Pues sí, Maese Guillermo nos acaba de regalar otra de sus desconcertantes majaderías.

Resulta que según este individuo, con alma de comisario político, Vargas Llosa, que por cierto a mí no me gusta, es “un derechista muy peligroso”. Desde luego, me hace mucha gracia la forma de expresarse; dice: “por la parte literaria, el premio se lo merece, ya que es uno de los mejores escritores a los que he tenido acceso” (hay que ser pedante, “tenido acceso”). Si yo no lo entiendo mal lo que dice es que se merece el premio porque es uno de los mejores escritores a los que el chiquillo ha tenido acceso. La pregunta es evidente: si el señorito no hubiera “tenido acceso” ¿merecería este peligroso derechista el premio?

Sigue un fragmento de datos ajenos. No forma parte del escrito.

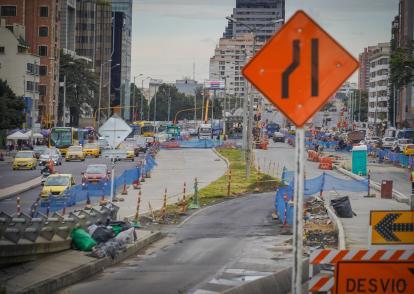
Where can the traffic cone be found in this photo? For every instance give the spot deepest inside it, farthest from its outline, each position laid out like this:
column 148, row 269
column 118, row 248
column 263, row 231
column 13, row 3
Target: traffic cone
column 137, row 223
column 18, row 207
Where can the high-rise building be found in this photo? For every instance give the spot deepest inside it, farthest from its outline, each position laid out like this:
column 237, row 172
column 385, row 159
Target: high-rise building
column 20, row 68
column 94, row 40
column 363, row 73
column 121, row 75
column 378, row 94
column 68, row 26
column 258, row 14
column 42, row 29
column 403, row 36
column 229, row 58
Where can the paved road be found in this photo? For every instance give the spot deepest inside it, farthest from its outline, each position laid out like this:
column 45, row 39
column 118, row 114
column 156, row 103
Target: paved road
column 214, row 250
column 73, row 167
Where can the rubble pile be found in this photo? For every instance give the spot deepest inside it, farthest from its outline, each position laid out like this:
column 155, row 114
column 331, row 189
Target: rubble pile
column 319, row 230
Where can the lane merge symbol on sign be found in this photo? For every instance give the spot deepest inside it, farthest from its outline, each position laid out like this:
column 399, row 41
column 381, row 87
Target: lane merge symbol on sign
column 295, row 64
column 300, row 68
column 392, row 227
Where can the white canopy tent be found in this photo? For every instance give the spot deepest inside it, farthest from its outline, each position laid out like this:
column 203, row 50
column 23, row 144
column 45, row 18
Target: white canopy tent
column 18, row 136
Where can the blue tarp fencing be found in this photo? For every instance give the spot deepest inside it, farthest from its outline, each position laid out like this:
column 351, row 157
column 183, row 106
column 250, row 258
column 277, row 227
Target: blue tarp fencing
column 322, row 183
column 81, row 193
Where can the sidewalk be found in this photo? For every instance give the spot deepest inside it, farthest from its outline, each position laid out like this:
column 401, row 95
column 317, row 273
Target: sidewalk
column 60, row 270
column 174, row 167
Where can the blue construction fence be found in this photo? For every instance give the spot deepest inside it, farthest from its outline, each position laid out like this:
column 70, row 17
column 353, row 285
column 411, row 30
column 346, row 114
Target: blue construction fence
column 320, row 184
column 193, row 143
column 82, row 192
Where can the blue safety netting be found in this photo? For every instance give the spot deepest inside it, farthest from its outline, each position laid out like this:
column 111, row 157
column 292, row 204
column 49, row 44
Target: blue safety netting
column 82, row 192
column 195, row 143
column 322, row 183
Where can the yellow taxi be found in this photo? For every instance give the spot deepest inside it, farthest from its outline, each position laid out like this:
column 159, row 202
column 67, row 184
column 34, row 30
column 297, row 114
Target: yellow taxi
column 25, row 159
column 75, row 153
column 91, row 149
column 57, row 184
column 408, row 149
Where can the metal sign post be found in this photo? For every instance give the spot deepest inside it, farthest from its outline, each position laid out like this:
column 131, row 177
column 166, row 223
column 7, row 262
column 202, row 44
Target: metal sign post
column 298, row 211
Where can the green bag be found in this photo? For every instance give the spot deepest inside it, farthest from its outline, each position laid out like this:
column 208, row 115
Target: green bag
column 81, row 240
column 117, row 229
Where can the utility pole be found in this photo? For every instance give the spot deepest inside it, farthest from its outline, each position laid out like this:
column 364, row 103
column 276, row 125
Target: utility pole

Total, que el fulano este me ha hecho recordar a Sofía Mazagatos, otra gran intelectual española, cuando hace unos años le preguntaron precisamente por Vargas Llosa y dijo aquello tan impactante de “me encanta como escribe Vargas Llosa. No he leído nada de él, pero le sigo”. Se me antoja que ambos podrían formar un tándem crítico, como una especie de Pepe Gotera y Otilio de la literatura.

Al margen de los posicionamientos políticos de este pequeño gnomo, que se quiere convertir en una especie de conciencia de los que según él no tenemos conciencia por no compartir sus puntos de vista, aquí volvemos a chocar con un ya viejo hábito español: sólo es intelectual válido quien es un valido que lanza baladíes balidos desde la progre izquierda.

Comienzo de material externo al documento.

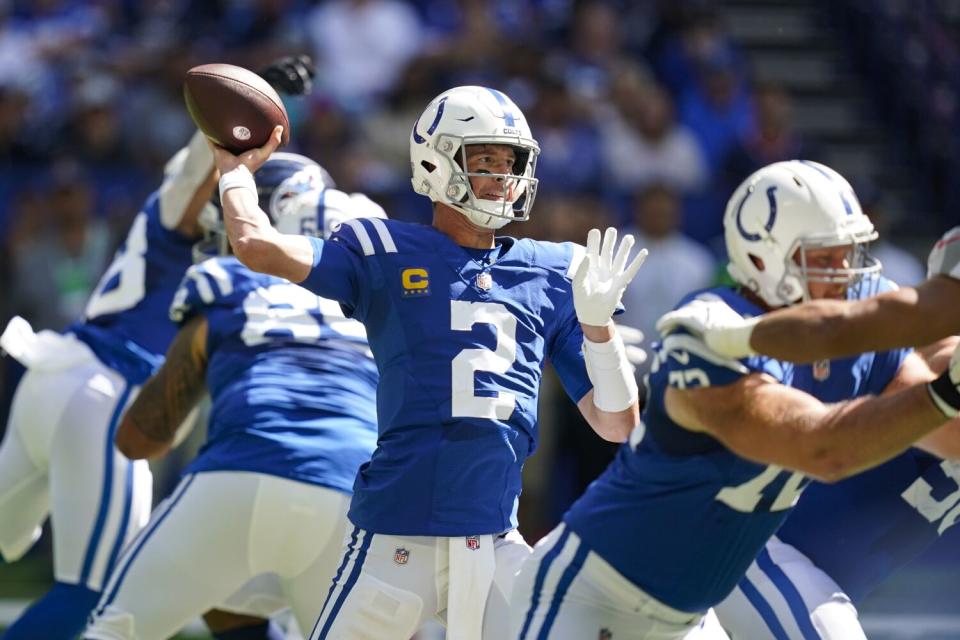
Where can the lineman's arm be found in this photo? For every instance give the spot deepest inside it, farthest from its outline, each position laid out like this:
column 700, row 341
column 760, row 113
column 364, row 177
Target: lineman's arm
column 188, row 186
column 150, row 424
column 255, row 242
column 768, row 422
column 827, row 329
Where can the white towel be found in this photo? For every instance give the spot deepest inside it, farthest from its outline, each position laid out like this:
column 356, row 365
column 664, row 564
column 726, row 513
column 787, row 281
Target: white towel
column 43, row 351
column 472, row 565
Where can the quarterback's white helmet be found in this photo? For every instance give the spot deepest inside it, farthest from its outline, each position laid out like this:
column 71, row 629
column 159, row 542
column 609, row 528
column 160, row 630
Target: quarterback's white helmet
column 465, row 116
column 784, row 210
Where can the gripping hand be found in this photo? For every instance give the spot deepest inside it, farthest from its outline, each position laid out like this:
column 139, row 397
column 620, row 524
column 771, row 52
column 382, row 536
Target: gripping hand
column 602, row 276
column 945, row 390
column 721, row 328
column 292, row 75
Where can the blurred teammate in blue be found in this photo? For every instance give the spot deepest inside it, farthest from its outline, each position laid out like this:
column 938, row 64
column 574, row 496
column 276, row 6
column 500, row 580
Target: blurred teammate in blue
column 57, row 456
column 460, row 323
column 293, row 416
column 843, row 540
column 726, row 446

Lo que ya nos viene demostrando desde hace tiempo es que es un firme partidario de las chekas, que las checas son otra cosa y esas nos gustan a casi todos. El párvulo Toledo con sus camisetas de Ho Chi Minh y sus pañuelos  saharauis; el bisoño Guillermo con sus calificaciones de Orlando Zapata y de Vargas Llosa nos muestra de manera constante y, desgraciadamente, sonante que hay formas de sesgar y pervertir la historia.

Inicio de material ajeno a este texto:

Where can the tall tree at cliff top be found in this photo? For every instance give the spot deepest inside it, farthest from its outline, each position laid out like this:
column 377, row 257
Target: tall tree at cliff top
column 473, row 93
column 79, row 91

Su permanente parloteo sobre la crisis política, cultural y de derechos humanos se convierte ya en una incómoda almorrana en el culo de los españoles o, como se dice ahora, de “los ciudadanos y ciudadanas de este país”. Los argumentos que maneja son más débiles que la rodilla de Prosinecki, y sólo tienen sustento en la absoluta inoperancia intelectual, incontestable ignorancia histórica y completa mala fe de semejante mamarracho. Además ha conseguido que ninguno de los suyos le haga ni puñetero caso.

En definitiva, el pequeño Willy es más brillante que la paellera de Villarriba.